Yesterday, my program worked. Today, it does not. Why? (1999) [pdf] (opens in new tab)

(st.cs.uni-saarland.de)

100 pointsmaemre8y ago40 comments

40 comments

30 comments · 9 top-level

warpech8y ago· 11 in thread

Reminds me of one of the nice features of Git: git bisect. Find the breaking commit in the smallest number of steps.

Some random blog post about it: http://webchick.net/node/99

The algorithm described in the article, if I'm reading it correctly, is more powerful than git bisect, because it can identify the exact change within a commit that causes the bug. You could for example decide to make each file modification in a commit a different 'Change', and so the algorithm would identify not only which commit breaks something, but which file changes are relevant.

alttab8y ago

This would be difficult to determine - as running tests without some changes in non-deterministic way could affect testing or the program's ability to run properly.

1 more reply

epmatsw8y ago

I think what blew my mind most was `git bisect run`. Write a test case, go get coffee, have git spit out the offending commit automatically. So cool.

hacker_98y ago

Used this the other day! Had to track down a visual bug that was introduced in the last 20 commits, but with binary search I could narrow down on the problem a commit at a time and so only had to look at 4 in total.

pmarreck8y ago

how am I not surprised that this solved a regression that occurred at some point in the past on a Drupal project

I worked on a Drupal project... Once.

sethrin8y ago

I believe Joomla is worse in every conceivable way. And then of course there is WordPress, which I sincerely hope is the last major procedurally-written codebase. PHP has come a long way as a language (it can almost be confused for something sensible these days) but lots of issues with large libraries.

1 more reply

azhenley8y ago

This is awesome. Didn't know about it, thanks!
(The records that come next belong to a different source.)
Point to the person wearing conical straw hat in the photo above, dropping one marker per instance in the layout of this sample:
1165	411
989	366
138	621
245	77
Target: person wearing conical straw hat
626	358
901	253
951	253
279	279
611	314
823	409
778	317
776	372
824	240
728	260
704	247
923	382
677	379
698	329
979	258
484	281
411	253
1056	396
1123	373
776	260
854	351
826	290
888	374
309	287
My approach has been to step exponentially. I go back 1 commit, 2 commits, 4 commits... etc. I'll be using bisect from now on though.

pishpash8y ago

You may be implementing an intuitive weighted bisect :)

maccard8y ago

Heh, I do a binary search. Find last known good build, go half way between, etc

3 more replies

devrandomguy8y ago

Git bisect is awesome. Before I discovered it, I was manually bisecting the codebase, and stubbing out the missing half.

adrianratnapala8y ago

Not to take away from git bisect (or hg bisect, which is no more broken than the rest of mercurial) -- I don't think it is an alternative to the thing you used to do.

git bisect is "temporal bisection", i.e. you delete half of a time interval. The manual bisect is kinda-sorta "spatial" in the sense that you delete half a region of code. the two things work by similar principles, and their problem domains overlap -- but they are not the same.

1 more reply

atonse8y ago· 6 in thread

We once had a bug that would cause a failure in our test suite, but very rarely. It was so rare that it would just "go away" and not show up for weeks. So we thought it was odd (maybe bad test data, etc) but moved on.

When we decided to look into it when we had some downtime, we found out that it was a date bug that only reared its head on the 31st day of the month, hence only happening every two months.

I'm not sure bisect would've helped but still was really funny when we did find the issue.

brainfire8y ago

Related bug- OpenOffice can't print on Tuesdays: https://bugs.launchpad.net/ubuntu/+source/cupsys/+bug/255161...

Previous HN thread: https://news.ycombinator.com/item?id=8171956

adrianratnapala8y ago

Thanks for the anecdote, because it gives me a new idea.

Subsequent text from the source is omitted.